2. La régulation asymétrique
Le mode classique de régulation des réseaux numériques est dit « asymétrique », parce qu'il ne s'impose pas uniformément à tous les opérateurs présents sur le marché concerné. Il s'applique en effet aux seuls opérateurs détenant une position dominante - en pratique, l'opérateur historique, France Télécom - qui, au terme d'analyses de marché, se voient imposer des obligations spécifiques.
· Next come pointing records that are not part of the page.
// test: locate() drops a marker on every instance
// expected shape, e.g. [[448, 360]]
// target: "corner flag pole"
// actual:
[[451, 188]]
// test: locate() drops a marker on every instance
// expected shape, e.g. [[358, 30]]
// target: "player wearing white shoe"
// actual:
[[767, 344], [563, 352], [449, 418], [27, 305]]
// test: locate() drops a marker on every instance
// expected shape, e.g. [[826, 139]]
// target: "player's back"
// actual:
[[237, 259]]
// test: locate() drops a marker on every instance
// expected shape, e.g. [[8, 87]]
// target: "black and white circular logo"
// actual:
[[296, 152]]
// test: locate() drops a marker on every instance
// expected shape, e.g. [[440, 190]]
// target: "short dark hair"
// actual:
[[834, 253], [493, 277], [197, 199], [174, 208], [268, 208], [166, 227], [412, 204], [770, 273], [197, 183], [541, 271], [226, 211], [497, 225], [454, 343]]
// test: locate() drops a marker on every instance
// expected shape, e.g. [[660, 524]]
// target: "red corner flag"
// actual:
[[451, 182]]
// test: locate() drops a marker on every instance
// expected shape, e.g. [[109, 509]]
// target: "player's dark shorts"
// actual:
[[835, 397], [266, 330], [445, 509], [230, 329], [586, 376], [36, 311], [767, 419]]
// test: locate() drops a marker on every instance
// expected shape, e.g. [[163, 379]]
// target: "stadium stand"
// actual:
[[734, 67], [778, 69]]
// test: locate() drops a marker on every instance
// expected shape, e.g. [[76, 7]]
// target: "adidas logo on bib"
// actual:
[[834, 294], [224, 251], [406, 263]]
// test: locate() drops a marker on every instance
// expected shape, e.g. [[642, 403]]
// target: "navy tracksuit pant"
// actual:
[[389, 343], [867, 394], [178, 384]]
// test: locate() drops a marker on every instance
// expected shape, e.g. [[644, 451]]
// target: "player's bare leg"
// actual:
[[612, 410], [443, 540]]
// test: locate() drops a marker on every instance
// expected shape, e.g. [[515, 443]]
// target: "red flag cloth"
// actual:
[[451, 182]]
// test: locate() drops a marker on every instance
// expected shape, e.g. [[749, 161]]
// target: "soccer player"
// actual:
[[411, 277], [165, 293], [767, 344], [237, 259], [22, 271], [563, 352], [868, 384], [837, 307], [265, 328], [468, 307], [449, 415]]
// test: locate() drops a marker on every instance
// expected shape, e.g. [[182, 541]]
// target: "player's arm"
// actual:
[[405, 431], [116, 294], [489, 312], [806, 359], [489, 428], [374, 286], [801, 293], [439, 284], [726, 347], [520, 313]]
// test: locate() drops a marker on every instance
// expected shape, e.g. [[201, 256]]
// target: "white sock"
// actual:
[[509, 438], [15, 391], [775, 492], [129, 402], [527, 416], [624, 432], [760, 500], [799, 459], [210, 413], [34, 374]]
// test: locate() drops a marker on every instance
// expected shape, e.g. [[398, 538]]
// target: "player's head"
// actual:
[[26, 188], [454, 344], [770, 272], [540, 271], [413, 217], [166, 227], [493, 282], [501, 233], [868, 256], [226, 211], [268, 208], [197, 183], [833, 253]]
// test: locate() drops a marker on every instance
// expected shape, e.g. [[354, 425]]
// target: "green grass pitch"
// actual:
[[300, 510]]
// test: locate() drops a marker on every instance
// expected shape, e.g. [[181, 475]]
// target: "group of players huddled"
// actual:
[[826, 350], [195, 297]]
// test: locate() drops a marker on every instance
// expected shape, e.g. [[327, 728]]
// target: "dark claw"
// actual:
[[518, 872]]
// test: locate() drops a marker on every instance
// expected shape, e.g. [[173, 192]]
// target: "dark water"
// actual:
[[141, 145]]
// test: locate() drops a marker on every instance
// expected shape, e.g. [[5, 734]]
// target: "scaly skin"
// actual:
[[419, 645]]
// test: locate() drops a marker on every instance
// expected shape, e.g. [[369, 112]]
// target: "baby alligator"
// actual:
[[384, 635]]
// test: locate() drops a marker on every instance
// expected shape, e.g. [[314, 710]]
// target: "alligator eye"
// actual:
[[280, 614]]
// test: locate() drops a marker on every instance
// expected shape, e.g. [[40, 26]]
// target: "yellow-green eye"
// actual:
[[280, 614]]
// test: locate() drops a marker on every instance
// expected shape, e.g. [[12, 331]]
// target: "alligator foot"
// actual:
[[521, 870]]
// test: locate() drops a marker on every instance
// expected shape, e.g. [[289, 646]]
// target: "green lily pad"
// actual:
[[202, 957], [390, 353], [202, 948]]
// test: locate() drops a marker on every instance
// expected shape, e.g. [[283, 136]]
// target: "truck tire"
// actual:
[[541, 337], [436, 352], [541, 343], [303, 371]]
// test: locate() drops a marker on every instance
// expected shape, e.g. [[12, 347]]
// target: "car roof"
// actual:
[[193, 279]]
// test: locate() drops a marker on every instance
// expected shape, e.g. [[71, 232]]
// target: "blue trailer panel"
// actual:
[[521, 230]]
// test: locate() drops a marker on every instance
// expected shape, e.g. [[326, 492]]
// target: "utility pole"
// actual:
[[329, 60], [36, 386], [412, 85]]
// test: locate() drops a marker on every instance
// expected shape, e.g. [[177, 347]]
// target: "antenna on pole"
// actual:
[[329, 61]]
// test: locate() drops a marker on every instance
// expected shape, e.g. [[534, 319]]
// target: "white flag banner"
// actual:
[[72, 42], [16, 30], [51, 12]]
Au titre du marché particulier du très haut débit, France Télécom s'est ainsi vu imposer deux obligations de nature asymétrique :
- l' accès au génie civil . L'opérateur doit offrir à ses concurrents un tel accès, à la fois aux infrastructures souterraines et aériennes, à un tarif orienté vers les coûts ;
- la montée en débit . France Télécom doit donner suite aux demandes raisonnables que formulent auprès de lui les collectivités territoriales et opérateurs alternatifs. Cela implique le « fibrage » des sous-répartiteurs, la mise en place des équipements actifs, et le raccordement et l'hébergement à un prix raisonnable des opérateurs tiers souhaitant se « brancher » au sous-répartiteur. Selon le rapport précité de Mmes Laure de La Raudière et Corinne Erhel, le coût de l'offre tarifée par France Télécom serait de 30 000 à 50 000 euros dans 80 % des cas, auquel s'ajouterait un coût propre identique pour la collectivité. 500 000 logements par an pourraient ainsi être traités, sur les 3 millions de foyers éligibles.